If it were mine, I would repaint it.


----------



## dave the wave (Mar 6, 2013)

*just leave it.*

its the same green as this.its only original once.


----------



## cl222 (Mar 6, 2013)

dave the wave said:


> its the same green as this.its only original once.



It is only original once. You have one that is original so i am not destroying the only one with original paint and i agree its far too gone to be saved. Then i just thought of something. I need to find rims and fenders that have the same chipped look as the frame. We do need at least one sears master that looks like it is fresh from the factory.


----------



## rs matt (Mar 6, 2013)

I appreciate the preservationists. I  however I am a restorer and I believe you honor craftsman designed and built a bike by not only returning it to new condition, but riding it too. I have a 15 Sears youth bike in paint as we speak. It is probably pre 15 as it was found with block chain and a rotting wood rim. THE 15one catalog pick shows a different chain and it appears to have metal rims. I had 590 wood rims made so I can ride new tires on it.(nice job Sacro Bosco!) The preservation opinion is just as valid. Whhat matters is what you want, and that the bike is saved from. Becomming rebar!


----------



## DonChristie (Mar 6, 2013)

If the bike was complete with paint like that, I would leave it. Since it is only a frame/forks, I say redo it! As long as you redo it to original standards.


----------



## Larmo63 (Mar 6, 2013)

I agree with Don, Schwinndoggy has it right.

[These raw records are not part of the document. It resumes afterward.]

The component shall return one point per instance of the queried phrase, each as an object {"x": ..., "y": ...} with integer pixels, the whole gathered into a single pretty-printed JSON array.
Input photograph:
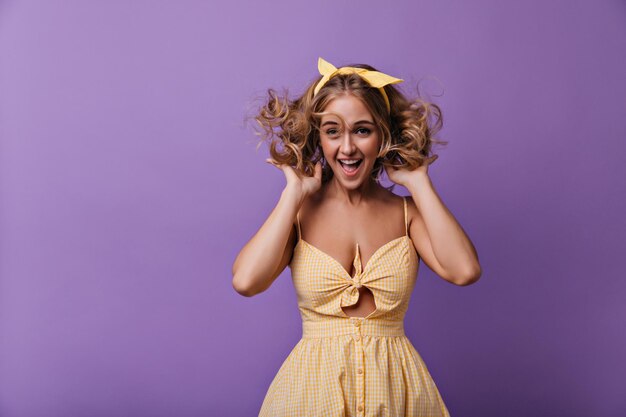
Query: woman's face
[{"x": 350, "y": 140}]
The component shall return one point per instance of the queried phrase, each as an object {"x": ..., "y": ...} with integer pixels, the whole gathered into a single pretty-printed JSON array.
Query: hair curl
[{"x": 291, "y": 127}]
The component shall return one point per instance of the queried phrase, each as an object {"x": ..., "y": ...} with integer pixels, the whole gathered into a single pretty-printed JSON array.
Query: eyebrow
[{"x": 332, "y": 122}]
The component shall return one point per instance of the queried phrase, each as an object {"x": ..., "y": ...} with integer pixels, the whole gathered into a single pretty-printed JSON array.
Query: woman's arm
[
  {"x": 267, "y": 254},
  {"x": 440, "y": 239},
  {"x": 269, "y": 251}
]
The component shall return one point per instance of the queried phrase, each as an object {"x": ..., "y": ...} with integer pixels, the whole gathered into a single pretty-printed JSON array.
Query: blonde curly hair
[{"x": 291, "y": 128}]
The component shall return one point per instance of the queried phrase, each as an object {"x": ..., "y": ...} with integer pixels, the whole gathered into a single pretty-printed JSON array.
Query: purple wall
[{"x": 129, "y": 183}]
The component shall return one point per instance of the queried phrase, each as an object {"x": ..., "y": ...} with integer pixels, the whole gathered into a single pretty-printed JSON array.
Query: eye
[{"x": 332, "y": 132}]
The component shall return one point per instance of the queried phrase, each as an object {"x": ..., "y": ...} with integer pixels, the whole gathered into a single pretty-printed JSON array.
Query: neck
[{"x": 352, "y": 197}]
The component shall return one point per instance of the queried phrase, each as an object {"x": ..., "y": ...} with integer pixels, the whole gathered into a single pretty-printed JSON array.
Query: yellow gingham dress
[{"x": 353, "y": 366}]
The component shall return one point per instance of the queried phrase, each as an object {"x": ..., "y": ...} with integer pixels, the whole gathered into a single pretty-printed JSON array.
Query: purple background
[{"x": 129, "y": 182}]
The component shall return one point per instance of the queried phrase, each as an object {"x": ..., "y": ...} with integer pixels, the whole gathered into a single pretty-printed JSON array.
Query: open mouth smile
[{"x": 350, "y": 167}]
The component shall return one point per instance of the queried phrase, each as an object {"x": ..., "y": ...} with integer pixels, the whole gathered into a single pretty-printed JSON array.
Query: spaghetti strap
[
  {"x": 406, "y": 224},
  {"x": 298, "y": 223}
]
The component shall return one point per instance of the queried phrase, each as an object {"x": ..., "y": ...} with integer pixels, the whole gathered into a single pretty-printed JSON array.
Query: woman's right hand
[{"x": 302, "y": 184}]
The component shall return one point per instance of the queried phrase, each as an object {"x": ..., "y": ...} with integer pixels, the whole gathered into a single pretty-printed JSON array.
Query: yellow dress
[{"x": 353, "y": 366}]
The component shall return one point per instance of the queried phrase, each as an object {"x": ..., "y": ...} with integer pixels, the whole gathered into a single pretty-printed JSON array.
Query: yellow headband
[{"x": 374, "y": 78}]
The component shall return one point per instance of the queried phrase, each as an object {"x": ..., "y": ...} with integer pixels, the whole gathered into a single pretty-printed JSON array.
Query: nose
[{"x": 347, "y": 144}]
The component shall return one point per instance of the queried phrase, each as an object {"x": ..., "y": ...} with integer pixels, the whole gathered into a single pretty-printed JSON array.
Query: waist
[{"x": 337, "y": 326}]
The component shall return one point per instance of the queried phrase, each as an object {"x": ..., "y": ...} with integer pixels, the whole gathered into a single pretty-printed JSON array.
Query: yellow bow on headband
[{"x": 374, "y": 78}]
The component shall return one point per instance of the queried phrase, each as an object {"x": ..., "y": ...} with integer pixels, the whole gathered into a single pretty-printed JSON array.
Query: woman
[{"x": 352, "y": 245}]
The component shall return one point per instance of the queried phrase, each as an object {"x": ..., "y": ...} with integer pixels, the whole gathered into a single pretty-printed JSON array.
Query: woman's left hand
[{"x": 403, "y": 176}]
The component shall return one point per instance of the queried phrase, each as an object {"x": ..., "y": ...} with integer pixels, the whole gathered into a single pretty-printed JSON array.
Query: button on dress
[{"x": 354, "y": 366}]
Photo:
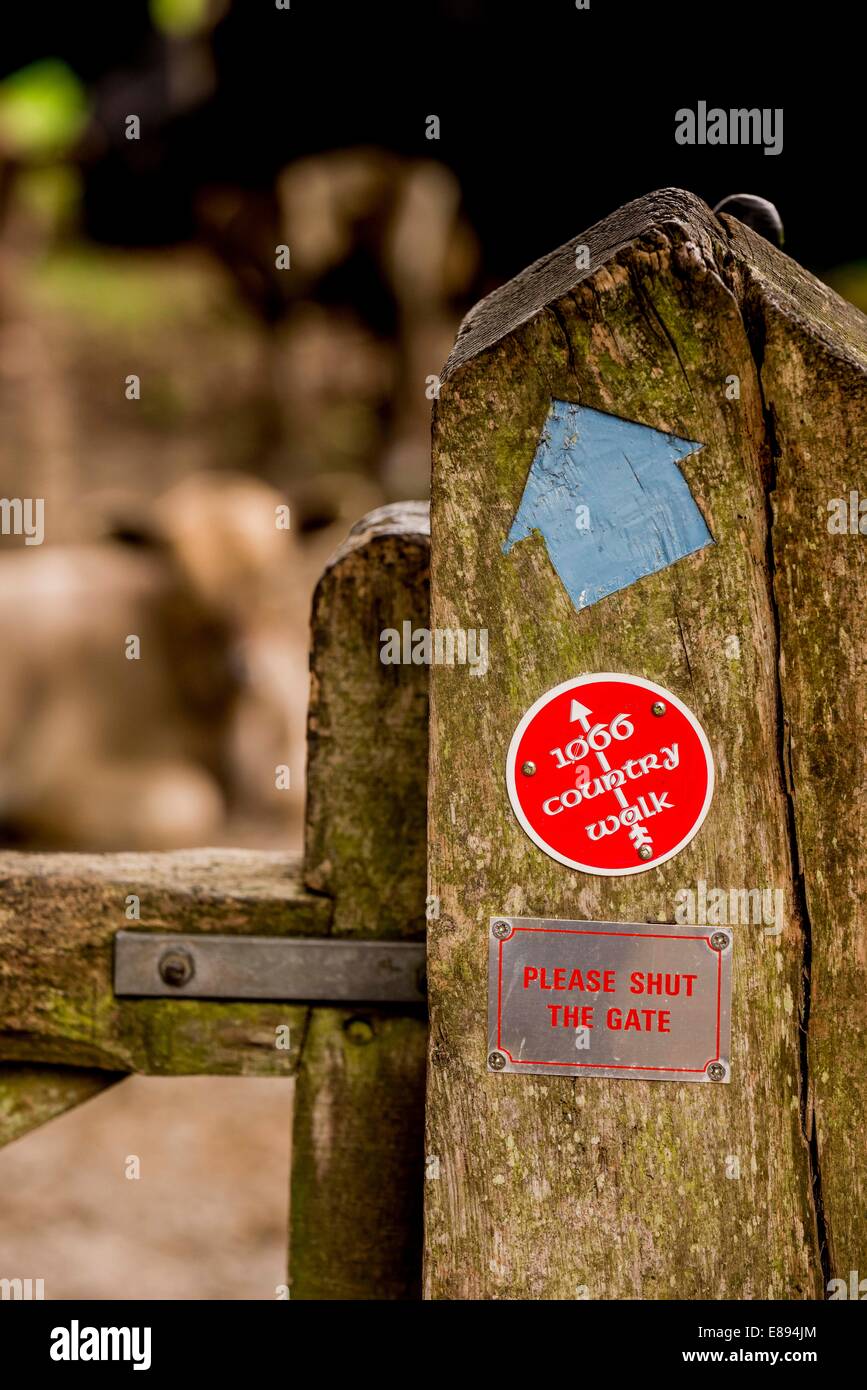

Do whatever you want with it, the Forum has spoken..........

Go forth and prosper.


----------



## filmonger (Mar 7, 2013)

*Restore or not to restore - this is the question*

What ever your gut feeling tells you to do - go with it! I like to think of bike collecting in the same way as you would with art. It's in the eye of the beholder. If you feels it needs restoration ( or repainting in your case ) then you should repaint it. Condition is key. The only consideration is if you want to retain it's value. In the majority of cases a bike that is original is worth more than one that has been restored - Not all the time but..... most of the time. The same is true for parts. I prefer to see vintage bicycles that people ride - again, this is only my view. Looks paintable to me. I have both original and restored bikes and love them both.


----------



## GoodLifeBikes (Sep 26, 2021)

Doing some research I believe a tool pouch like this one came with the Sears Master bicycles of the period.


----------